After finishing the pages, I took them to FedEx Kinko's and had them copied and bound.  Using copies gave it a clean look.  The pages were smooth, neat, and did not look like a scrap book.   We used a clear plastic cover, plastic backing, and plastic spiral bounding.
Our agency provided us with old profiles to review and model from during one of our meetings.  We were not given the option of digital books and did not consider it.  If I were a birth mother, I would rather have something to hold and thumb through again and again, rather than review from a computer screen.  It would seem more personal to me, but that is only my opinion.
I did a post on creating our portfolio, here.
I'm out of time to answer questions this time, have to go feed my family.  I'd be happy to spend time answering more at a later date.  Keep them coming at adoptivemomma2@yahoo.com.

3 comments:

Jen said...

Great Post!! Thanks a lot!!

Mike and Katie said...

We were comfortable with a completely open adoption so the level of communication was determined by the birth parents. Now after two adoptions, I can see the difficulty this creates when there is a difference. We have no contact with Christiana's birth mom but we get cards and letters from Amanda's. I can see where that will bring up difficult feelings as the girls grow.

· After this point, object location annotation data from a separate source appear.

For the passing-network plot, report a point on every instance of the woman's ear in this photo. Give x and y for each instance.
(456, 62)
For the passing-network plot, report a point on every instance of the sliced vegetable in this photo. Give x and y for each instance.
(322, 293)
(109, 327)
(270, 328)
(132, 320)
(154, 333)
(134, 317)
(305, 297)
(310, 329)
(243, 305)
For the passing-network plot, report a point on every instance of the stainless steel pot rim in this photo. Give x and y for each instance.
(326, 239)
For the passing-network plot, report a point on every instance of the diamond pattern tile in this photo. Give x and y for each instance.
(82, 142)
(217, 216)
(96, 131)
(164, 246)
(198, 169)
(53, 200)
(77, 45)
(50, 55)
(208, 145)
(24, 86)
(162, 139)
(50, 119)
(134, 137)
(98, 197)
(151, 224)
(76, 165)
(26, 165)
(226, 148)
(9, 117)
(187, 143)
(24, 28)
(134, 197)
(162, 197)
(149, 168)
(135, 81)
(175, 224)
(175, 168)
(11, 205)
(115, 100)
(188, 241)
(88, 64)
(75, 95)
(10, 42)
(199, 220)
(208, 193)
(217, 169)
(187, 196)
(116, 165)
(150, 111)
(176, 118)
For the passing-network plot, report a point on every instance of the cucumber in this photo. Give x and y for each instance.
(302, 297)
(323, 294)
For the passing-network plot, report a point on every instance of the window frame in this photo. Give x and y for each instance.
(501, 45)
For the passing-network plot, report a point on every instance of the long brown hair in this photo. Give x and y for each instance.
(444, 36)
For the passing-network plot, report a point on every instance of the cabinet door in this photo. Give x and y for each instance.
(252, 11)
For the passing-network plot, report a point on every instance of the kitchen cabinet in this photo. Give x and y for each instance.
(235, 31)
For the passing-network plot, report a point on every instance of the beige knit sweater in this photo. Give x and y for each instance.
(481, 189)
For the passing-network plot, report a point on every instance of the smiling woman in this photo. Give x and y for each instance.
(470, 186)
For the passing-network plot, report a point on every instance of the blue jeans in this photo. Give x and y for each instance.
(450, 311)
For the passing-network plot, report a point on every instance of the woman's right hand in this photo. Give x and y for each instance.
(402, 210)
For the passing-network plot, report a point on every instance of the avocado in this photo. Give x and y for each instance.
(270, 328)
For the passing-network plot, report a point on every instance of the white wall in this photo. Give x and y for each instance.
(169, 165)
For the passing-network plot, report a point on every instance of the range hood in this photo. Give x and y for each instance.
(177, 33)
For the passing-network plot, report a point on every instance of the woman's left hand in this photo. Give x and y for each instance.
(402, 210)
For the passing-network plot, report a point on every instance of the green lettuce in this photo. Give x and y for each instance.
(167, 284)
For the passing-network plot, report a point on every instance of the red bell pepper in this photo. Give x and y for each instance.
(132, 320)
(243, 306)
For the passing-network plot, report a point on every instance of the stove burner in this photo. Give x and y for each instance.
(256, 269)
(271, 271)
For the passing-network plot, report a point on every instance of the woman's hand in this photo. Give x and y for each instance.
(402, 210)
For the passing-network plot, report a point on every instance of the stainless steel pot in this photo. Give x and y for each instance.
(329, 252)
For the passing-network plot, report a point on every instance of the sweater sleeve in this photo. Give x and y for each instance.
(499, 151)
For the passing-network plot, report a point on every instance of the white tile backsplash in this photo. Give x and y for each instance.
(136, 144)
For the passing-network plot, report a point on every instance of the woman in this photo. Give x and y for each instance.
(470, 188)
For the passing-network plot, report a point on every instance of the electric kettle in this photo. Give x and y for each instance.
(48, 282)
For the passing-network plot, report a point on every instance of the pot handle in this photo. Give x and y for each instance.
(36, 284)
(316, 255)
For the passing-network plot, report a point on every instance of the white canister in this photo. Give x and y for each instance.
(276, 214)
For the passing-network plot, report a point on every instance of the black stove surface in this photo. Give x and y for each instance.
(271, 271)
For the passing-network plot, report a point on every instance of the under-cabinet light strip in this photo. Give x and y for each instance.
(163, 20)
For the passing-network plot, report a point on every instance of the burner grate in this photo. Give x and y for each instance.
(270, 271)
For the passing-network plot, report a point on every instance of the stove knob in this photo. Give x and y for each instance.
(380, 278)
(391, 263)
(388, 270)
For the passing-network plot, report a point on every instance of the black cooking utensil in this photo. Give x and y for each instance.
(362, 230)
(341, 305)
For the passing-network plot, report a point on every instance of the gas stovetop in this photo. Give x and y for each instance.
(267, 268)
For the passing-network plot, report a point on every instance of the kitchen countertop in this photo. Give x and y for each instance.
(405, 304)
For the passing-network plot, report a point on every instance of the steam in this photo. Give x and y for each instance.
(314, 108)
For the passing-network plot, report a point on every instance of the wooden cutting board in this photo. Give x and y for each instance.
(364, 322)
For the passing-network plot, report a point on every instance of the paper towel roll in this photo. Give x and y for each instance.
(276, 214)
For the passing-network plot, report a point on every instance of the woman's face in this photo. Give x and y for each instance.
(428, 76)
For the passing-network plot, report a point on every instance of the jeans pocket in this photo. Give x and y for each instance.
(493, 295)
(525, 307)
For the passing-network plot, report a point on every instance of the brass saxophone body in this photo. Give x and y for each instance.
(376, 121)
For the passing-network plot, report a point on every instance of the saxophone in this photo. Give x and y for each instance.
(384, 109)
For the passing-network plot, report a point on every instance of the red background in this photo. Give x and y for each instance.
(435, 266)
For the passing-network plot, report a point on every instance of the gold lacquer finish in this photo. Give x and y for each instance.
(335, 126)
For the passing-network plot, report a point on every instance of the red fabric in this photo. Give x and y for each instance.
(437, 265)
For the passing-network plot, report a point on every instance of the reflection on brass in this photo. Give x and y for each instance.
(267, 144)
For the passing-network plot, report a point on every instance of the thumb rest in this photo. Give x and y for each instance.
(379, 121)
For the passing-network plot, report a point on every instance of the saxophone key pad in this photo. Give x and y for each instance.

We created our profile using a website template from homestead.com or intuit technologies. Then we could print it onto heavey weight regular paper, light weight photo paper or better quality photo paper if we needed it to be scanned in order to email. When we worked with American Adoptions, they told us what topics to write about and which types of pictures to select. Then they layed out the profile and printed it. In the Agencny Assisted program, the fee for creating the profile is covered by the agency.

J said...

LOL, you do sound confused! :) But thanks for answering my question!